If it had been anyone else, he would’ve been dead by the end of the day. Not my father, though. He was too valuable. He was the best costume-maker they had.
Anything the others couldn’t do, he could. Capture the exact essence of a moment, the blip in the zeitgeist, and distill it into three dollars worth of polyester fabric that could be resold topside for $39.99. “Flight Attendant Who Inflated Emergency Slide”? His work. “Undecided Red Sweater Man”? Him. “Grass-Eating Man In White Hat”? Him. He did what no one else could do.
That’s the only reason they spared his life.
They only spared mine because they thought I might be as good as he was. I was born underground, and I was raised there. Groomed from before my birth to be the best discount costume-maker the world would never see. As soon as I was old enough to sit at a work table, they put me to it, assigned to special projects my father didn’t have time for.
But there’s some things that can’t be passed on through genetics. The sight of a bird in a tree. A crisp autumn breeze. A lifetime of pop culture ephemera to draw on. I had his technical skill, his feel for the cloth and his mastery with a needle and thread, but I lacked the eye. They could show me a picture of “Escaped Llama”, but I’d never seen one myself. I didn’t know how they moved, what they’d look like in three dimensions.
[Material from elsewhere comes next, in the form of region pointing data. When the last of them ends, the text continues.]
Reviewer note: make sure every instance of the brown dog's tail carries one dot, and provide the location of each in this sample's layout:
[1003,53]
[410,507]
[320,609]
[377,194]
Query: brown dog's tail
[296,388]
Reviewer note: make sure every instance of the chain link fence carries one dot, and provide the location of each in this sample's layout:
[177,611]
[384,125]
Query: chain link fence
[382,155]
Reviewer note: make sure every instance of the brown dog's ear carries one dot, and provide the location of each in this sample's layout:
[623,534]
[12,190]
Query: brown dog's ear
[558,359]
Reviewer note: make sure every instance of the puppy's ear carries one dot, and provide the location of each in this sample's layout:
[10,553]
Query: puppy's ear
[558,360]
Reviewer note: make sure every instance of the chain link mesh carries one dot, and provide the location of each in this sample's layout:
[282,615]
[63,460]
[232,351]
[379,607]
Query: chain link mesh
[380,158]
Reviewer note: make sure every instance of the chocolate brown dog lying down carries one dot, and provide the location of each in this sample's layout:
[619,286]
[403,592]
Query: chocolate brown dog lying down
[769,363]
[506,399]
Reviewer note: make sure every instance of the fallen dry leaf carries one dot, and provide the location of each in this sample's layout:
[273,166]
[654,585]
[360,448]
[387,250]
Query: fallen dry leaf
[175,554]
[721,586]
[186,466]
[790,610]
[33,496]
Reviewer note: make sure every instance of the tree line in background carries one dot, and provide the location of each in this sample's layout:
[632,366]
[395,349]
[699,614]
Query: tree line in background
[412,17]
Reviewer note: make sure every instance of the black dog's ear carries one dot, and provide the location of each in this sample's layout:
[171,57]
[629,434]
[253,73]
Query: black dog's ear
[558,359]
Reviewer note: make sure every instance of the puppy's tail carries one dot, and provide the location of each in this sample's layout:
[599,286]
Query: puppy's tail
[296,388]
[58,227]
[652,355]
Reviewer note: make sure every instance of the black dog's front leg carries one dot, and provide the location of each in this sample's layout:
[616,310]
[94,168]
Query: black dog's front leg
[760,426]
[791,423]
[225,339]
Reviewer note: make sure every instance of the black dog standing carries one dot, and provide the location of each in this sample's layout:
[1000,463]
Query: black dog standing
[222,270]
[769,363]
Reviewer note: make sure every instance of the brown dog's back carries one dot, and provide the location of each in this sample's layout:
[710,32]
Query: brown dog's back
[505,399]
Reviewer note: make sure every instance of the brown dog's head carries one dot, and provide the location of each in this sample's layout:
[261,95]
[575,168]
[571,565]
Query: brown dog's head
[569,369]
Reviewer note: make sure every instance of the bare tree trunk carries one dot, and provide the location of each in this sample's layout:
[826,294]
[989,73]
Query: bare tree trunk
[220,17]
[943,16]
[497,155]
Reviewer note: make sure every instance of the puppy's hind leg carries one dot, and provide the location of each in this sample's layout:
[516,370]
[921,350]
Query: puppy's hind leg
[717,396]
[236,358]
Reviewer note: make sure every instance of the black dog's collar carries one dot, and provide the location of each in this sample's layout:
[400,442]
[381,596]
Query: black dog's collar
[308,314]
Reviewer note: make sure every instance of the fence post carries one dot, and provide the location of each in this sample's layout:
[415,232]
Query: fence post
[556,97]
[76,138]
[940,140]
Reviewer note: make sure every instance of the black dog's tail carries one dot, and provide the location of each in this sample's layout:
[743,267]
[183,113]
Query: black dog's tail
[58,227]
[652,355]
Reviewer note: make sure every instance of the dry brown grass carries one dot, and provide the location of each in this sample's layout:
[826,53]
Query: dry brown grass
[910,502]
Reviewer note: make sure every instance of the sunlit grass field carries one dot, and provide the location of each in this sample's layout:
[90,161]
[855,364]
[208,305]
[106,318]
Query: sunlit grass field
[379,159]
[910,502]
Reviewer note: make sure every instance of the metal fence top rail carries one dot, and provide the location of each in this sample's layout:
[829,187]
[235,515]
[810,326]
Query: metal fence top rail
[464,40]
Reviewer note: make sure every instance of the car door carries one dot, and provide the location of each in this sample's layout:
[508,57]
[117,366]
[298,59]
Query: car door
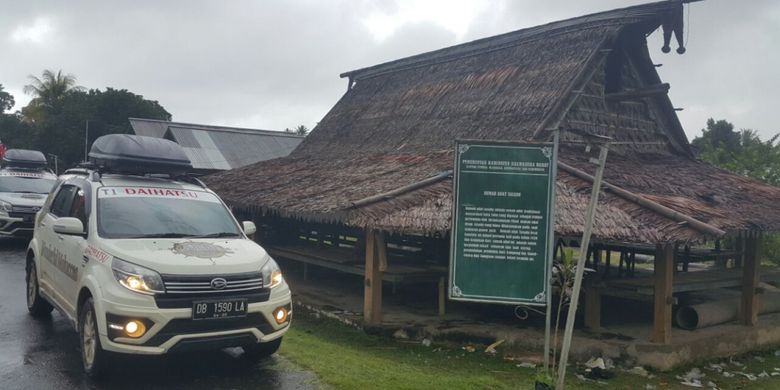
[73,247]
[52,248]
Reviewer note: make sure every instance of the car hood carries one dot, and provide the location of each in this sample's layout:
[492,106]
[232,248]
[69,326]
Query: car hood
[190,256]
[23,199]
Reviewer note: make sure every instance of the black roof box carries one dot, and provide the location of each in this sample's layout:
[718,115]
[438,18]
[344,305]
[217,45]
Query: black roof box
[23,158]
[124,153]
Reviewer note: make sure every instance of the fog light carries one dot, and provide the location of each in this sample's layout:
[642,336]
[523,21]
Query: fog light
[135,329]
[280,315]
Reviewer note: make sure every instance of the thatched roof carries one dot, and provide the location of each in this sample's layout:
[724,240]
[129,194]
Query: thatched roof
[376,159]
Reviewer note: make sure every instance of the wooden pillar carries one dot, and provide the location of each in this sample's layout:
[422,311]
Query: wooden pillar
[372,293]
[751,265]
[442,296]
[592,307]
[662,314]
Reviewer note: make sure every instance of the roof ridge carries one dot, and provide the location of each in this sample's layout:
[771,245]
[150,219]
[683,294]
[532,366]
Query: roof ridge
[213,127]
[512,38]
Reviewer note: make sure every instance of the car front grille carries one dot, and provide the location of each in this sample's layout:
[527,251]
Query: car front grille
[182,290]
[249,282]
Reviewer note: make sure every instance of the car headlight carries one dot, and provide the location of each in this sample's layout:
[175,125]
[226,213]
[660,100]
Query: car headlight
[137,278]
[272,274]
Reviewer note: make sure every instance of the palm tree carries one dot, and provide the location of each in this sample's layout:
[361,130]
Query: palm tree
[47,91]
[51,87]
[6,100]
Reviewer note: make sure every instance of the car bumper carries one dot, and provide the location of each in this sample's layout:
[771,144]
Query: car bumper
[174,330]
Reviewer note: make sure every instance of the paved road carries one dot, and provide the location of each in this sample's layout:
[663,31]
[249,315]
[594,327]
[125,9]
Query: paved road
[43,354]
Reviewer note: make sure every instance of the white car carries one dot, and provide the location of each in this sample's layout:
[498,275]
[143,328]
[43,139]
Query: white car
[24,183]
[145,264]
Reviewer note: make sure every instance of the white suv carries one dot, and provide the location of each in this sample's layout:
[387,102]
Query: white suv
[143,264]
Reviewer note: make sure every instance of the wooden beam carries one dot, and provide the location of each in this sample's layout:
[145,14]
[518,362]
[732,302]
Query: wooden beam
[662,301]
[751,278]
[642,201]
[372,293]
[649,91]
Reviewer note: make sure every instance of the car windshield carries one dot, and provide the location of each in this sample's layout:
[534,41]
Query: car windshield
[140,212]
[37,184]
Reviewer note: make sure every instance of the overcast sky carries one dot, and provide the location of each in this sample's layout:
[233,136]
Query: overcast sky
[275,64]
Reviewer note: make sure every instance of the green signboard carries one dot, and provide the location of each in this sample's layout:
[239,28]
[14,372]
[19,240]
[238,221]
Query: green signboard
[502,226]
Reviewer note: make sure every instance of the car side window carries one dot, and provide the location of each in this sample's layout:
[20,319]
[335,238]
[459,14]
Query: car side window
[61,205]
[78,208]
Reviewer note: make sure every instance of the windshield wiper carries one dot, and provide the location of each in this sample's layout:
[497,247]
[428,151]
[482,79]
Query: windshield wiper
[217,235]
[163,235]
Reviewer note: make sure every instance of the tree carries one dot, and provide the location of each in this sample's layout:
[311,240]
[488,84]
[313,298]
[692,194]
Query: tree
[742,152]
[48,91]
[719,135]
[6,100]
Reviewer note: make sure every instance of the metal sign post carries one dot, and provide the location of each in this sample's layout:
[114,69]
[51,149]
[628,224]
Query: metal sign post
[580,271]
[503,224]
[551,256]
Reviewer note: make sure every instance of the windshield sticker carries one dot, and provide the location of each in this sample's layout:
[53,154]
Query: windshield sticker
[203,250]
[26,174]
[150,192]
[96,254]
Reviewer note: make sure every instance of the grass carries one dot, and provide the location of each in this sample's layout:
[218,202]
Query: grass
[346,358]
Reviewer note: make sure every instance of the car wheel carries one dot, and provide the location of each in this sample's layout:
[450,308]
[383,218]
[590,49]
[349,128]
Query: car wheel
[93,357]
[36,304]
[262,350]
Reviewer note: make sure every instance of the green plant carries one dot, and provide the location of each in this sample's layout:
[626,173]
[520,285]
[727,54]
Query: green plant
[543,381]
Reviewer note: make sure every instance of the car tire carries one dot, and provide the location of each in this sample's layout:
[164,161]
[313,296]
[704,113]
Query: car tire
[94,359]
[261,351]
[36,304]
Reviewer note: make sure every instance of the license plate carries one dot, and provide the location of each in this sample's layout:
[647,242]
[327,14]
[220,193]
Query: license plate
[223,308]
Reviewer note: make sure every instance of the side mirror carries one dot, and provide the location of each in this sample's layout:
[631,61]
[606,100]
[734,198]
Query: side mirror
[68,225]
[249,227]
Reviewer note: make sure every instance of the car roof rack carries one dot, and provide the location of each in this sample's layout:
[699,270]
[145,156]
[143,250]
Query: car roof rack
[138,155]
[24,158]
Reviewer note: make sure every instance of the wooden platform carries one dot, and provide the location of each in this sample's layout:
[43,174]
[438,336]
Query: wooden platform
[398,270]
[690,281]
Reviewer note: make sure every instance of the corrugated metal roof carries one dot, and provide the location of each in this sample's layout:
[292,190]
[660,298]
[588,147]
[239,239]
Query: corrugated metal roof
[220,148]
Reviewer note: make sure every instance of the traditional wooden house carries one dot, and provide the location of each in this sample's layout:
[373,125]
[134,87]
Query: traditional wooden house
[377,167]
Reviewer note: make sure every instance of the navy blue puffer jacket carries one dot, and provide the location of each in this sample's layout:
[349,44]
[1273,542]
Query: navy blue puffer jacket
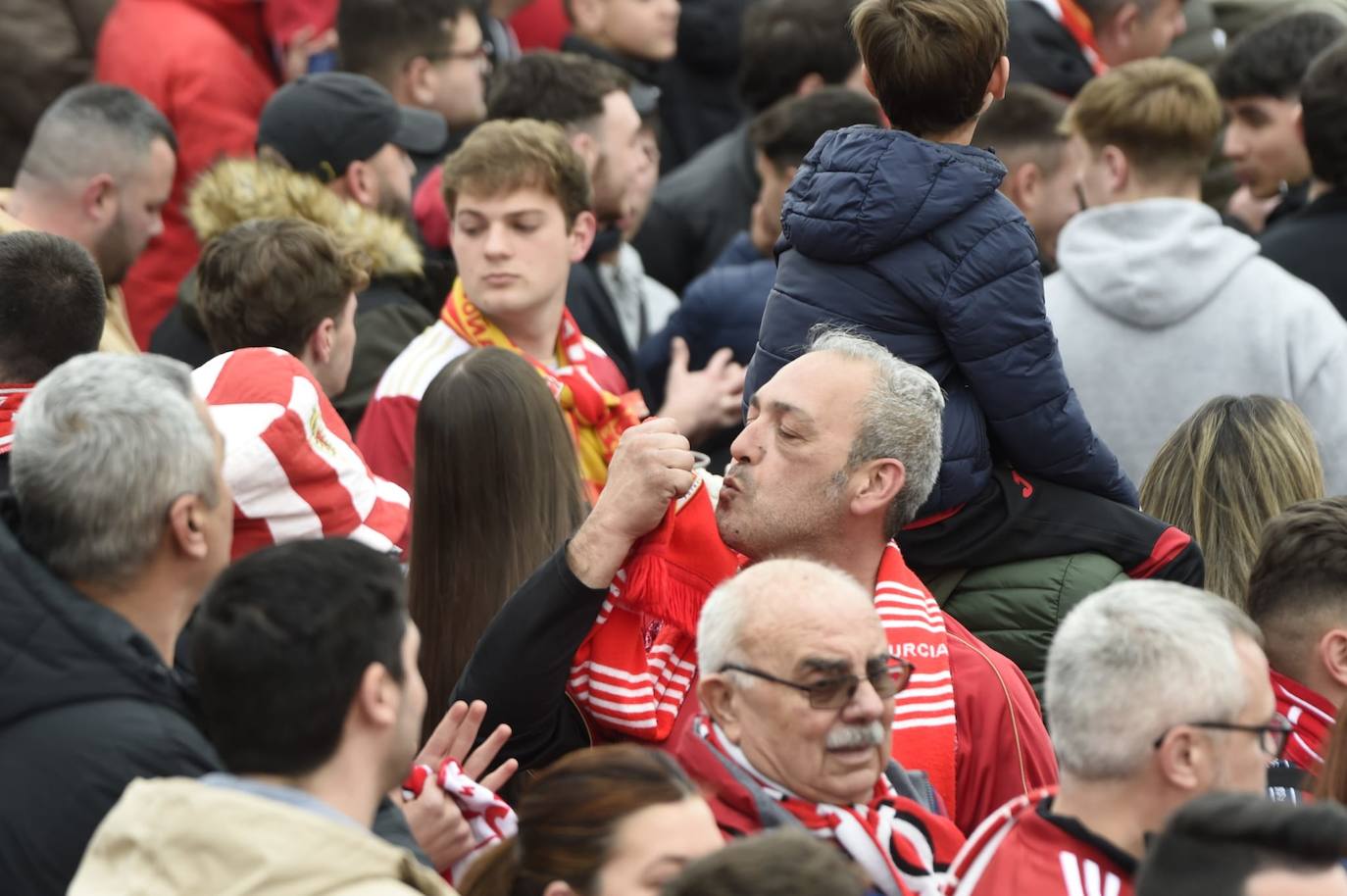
[910,243]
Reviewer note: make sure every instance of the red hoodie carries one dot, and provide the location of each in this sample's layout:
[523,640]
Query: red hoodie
[209,68]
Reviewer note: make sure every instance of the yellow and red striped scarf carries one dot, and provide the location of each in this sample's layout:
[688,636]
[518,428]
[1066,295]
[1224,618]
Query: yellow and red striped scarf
[597,418]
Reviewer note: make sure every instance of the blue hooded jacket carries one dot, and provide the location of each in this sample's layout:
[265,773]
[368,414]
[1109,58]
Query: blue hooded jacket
[910,243]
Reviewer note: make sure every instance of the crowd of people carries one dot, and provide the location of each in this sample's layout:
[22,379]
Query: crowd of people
[622,448]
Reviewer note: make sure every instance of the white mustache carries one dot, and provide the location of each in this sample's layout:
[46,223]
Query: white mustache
[856,736]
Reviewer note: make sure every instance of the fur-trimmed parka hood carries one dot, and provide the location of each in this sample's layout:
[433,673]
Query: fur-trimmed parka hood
[238,190]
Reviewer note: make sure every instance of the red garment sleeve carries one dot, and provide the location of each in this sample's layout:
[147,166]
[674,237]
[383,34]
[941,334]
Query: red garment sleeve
[1002,744]
[388,438]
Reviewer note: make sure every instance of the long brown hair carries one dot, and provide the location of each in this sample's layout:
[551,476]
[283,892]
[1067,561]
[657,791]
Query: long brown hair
[1224,472]
[496,490]
[568,818]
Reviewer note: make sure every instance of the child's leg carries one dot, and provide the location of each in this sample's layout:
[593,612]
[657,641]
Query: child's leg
[1022,518]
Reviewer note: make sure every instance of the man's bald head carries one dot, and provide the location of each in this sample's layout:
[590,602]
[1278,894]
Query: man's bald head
[772,598]
[97,128]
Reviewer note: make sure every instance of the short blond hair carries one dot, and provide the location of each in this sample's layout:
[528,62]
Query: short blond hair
[1163,114]
[503,157]
[929,61]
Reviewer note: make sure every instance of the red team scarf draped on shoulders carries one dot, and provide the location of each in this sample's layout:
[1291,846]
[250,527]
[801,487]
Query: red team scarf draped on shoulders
[1312,719]
[597,418]
[11,396]
[903,848]
[637,666]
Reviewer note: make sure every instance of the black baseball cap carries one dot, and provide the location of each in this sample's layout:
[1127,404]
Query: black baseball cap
[321,123]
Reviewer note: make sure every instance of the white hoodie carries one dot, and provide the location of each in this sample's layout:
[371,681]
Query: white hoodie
[1160,308]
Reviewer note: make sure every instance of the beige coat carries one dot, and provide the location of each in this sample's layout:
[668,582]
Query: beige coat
[116,329]
[175,835]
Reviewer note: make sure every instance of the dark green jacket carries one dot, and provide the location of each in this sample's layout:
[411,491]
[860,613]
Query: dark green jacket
[1016,608]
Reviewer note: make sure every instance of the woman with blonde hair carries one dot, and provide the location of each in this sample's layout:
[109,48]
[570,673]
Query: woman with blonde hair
[1224,472]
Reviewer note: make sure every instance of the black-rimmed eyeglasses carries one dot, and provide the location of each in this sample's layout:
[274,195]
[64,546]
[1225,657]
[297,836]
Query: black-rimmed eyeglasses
[836,691]
[1272,737]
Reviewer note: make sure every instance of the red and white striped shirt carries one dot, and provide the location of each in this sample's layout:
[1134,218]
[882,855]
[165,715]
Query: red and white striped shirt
[290,461]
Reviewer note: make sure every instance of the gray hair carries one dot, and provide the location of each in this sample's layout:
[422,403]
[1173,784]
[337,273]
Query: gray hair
[103,448]
[900,420]
[1131,662]
[729,609]
[97,128]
My minders grew angry, but persisted. Give him an easy assignment, they said.
One last chance. A simple task, one no worthy costume-maker could mess up.
Just make a lion.
I stared at my cloth and my tools. I began to sob. There had been no zoos in my childhood. No circuses, no MGM movies. I had no idea what a lion looked like. But I knew the danger we’d face if I didn’t try, if I didn’t succeed. So I worked, for hours. I sweated, and my fingers throbbed and bled.
When I was done, it was clear from the looks on their faces that I had failed. The foreman opened his mouth to deliver what would surely be my death warrant, and that’s when it all happened. My father struck him across the face, a sucker-punch that took him to the floor. Other nearby workers quickly turned on the guards. “RUN!”, my father shouted. They’d been planning a rebellion without telling me. The whole floor broke into coordinated riot. And it was clear - their only hope was to clear a path for me.
To the elevator. To the light. So that the spawn of the depths could be free. I ran, as fast as I could. I reached the elevator and slammed the door shut just ahead of the pursuing guards. I could hear the gunshots, and the screams. “Don’t look back!”, my father yelled. “Get to the light!”
I felt like days that I was travelling, clattering up that shaft. When I stepped out of the warehouse, the sun blinded me. It burned my skin. I’d never felt daylight before. I wasn’t prepared.
I covered myself with the only thing I had.
The costume that got my father killed.